Monday, February 4, 2013

Today's count

February and last week it was ski pants and extra mitts.  Today the sky is blue with passing clouds and it is sweaters and fall jackets.  Scraped snow has dissolved into wet patches on the pavement, and more people are looking upward than usual.  It seems at least for today, those rodents didn't see their shadows on Saturday.

Friday, January 4, 2013

Yesterday's count

A great blue bowl above as I sat in the Bowl of the U of S in the afternoon sunshine, my great coat open, my eyes up and upon the delicate branches of the elms, turned white in the sunlight, and the sounds of the little people climbing the snow mountains at the far end of the Bowl and screaming their glee as they charged up and slid down.

Tuesday, October 30, 2012

today's count

Geese gone grey in a misted sky, a magpie heard but not seen above me, the heavy comforting silence of student empty paths, the distant call of construction trucks, water bomb droplets from passing elms, a chubby pocked snowman in the bowl, and the silent giants of memorial contemplation planted in 1967.

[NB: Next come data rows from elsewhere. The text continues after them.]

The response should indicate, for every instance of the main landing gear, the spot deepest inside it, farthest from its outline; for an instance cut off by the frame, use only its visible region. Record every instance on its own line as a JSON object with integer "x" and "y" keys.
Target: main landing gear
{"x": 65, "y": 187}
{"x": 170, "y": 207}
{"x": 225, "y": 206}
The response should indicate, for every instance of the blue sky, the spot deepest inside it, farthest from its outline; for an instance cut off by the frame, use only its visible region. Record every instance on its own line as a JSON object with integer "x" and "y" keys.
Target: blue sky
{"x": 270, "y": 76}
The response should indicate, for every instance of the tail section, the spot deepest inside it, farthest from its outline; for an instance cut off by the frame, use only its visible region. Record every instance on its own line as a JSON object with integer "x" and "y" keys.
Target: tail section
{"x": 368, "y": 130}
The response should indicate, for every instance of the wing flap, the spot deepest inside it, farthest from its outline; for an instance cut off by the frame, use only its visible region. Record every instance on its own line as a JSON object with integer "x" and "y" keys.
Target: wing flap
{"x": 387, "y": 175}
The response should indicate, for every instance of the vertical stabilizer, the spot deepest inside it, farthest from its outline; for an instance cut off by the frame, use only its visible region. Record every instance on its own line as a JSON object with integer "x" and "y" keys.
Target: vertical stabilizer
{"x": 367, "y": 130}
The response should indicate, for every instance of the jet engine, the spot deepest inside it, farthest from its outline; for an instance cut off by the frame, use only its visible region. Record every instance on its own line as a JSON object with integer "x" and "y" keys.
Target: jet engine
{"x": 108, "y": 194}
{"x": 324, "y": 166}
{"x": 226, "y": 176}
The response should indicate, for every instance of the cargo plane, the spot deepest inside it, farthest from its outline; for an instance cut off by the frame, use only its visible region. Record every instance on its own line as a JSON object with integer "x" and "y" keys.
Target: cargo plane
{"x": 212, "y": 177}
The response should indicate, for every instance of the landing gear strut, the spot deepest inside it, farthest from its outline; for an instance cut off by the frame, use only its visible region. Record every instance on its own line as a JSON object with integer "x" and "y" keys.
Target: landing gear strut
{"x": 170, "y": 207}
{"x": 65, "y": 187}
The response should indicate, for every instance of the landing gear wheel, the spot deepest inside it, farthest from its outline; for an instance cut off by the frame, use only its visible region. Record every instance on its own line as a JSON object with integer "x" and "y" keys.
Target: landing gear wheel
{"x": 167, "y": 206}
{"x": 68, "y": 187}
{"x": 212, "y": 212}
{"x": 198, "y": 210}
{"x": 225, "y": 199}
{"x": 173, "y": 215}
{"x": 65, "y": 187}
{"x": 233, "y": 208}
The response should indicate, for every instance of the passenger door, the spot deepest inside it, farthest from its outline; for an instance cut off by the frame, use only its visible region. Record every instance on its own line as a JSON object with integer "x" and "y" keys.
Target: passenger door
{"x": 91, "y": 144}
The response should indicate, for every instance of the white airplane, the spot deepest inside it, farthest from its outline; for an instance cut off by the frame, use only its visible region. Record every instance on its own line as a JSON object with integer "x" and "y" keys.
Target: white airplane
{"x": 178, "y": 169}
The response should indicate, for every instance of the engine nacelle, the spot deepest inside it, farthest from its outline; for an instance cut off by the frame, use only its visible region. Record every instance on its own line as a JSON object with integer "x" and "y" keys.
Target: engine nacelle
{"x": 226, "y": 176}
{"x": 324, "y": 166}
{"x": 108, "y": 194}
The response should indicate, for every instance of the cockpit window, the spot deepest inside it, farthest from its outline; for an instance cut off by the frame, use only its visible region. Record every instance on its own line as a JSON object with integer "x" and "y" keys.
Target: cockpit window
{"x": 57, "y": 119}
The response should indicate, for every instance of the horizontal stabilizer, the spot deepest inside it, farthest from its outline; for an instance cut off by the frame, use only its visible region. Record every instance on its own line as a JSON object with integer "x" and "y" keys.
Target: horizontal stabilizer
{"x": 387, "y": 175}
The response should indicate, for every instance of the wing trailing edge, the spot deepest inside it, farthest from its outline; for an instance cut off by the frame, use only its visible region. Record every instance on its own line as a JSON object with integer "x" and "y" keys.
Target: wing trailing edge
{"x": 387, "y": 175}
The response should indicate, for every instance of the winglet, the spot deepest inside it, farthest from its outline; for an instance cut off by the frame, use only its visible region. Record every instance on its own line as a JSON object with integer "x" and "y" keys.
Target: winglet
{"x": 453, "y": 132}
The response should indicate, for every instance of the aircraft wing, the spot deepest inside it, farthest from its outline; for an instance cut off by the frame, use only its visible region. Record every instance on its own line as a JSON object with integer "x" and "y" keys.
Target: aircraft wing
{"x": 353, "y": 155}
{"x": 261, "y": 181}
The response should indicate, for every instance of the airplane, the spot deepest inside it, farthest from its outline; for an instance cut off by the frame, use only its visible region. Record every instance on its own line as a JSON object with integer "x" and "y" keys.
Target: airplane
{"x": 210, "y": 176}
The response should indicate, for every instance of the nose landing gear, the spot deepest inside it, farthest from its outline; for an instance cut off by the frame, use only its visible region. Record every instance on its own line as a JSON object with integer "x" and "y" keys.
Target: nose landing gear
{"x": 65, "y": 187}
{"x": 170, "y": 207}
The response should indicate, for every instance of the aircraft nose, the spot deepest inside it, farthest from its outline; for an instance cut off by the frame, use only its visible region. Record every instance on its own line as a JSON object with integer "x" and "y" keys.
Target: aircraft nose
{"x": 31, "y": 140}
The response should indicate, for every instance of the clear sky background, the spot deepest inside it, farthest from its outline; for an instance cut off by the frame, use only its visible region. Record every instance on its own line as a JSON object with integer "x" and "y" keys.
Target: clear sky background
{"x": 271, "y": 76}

Wednesday, August 22, 2012

Today and yesterday's count

Yesterday in the afternoon sunshine seven brightly coloured children, pink and green and turquoise, bravely in the sun in their hats, did what children have always done if allowed, invented a game using what comes available.  These seven had found a large-ish branch off a poplar tree and used it as a pony on which most could ride, to charge up the slope, then it changed into a toboggan and they slide down again.  The sky was blue, the day was warmly hot, and I was able to pick crabapples from my favourite  tree after all.  A pie is in the offing.  Today I went to the far side of the crabapple grove and entered the path to the Education prairie garden.  There a large brown and green dragonfly landed on my leg.  But it tickled and I started, and he flew away.

Friday, August 17, 2012

Today's count

A perfect pre-fall day.  Pre-fall I say because fall is my favourite season, unless it is spring, and visa versa, and a sign that the heat and stickiness of this summer may finally be over is a blessing and a bliss to me.  I wore jeans the other day.  Sigh.  Today though it is blue with wispy clouds which send forward messages of distant rain, and a breeze which made a light sweater over my sleeveless shirt quite comfortable.  I walked not to the crabapple grove but down between the buildings in the tree lined avenue to watch the geologist setting up spikes in the bowl where they are doing a sub something on the ground there.  I think she meant under the grass.  There being much under the grass: gophers, plumbing, electrical tunnels, soil, dirt (which I am told are most certainly NOT the same thing), tree roots, and a monstrous, and as far as my brain storage information goes, number of unknown and uncatalogued weeny beasts of all kinds.  (Wow, that was almost a proto Dickensian sentence.*)

*In one of my copies of one of what-his-name's books I found the entire first page was a sentence.  Dicken's blog says he once counted one that was 21 lines long.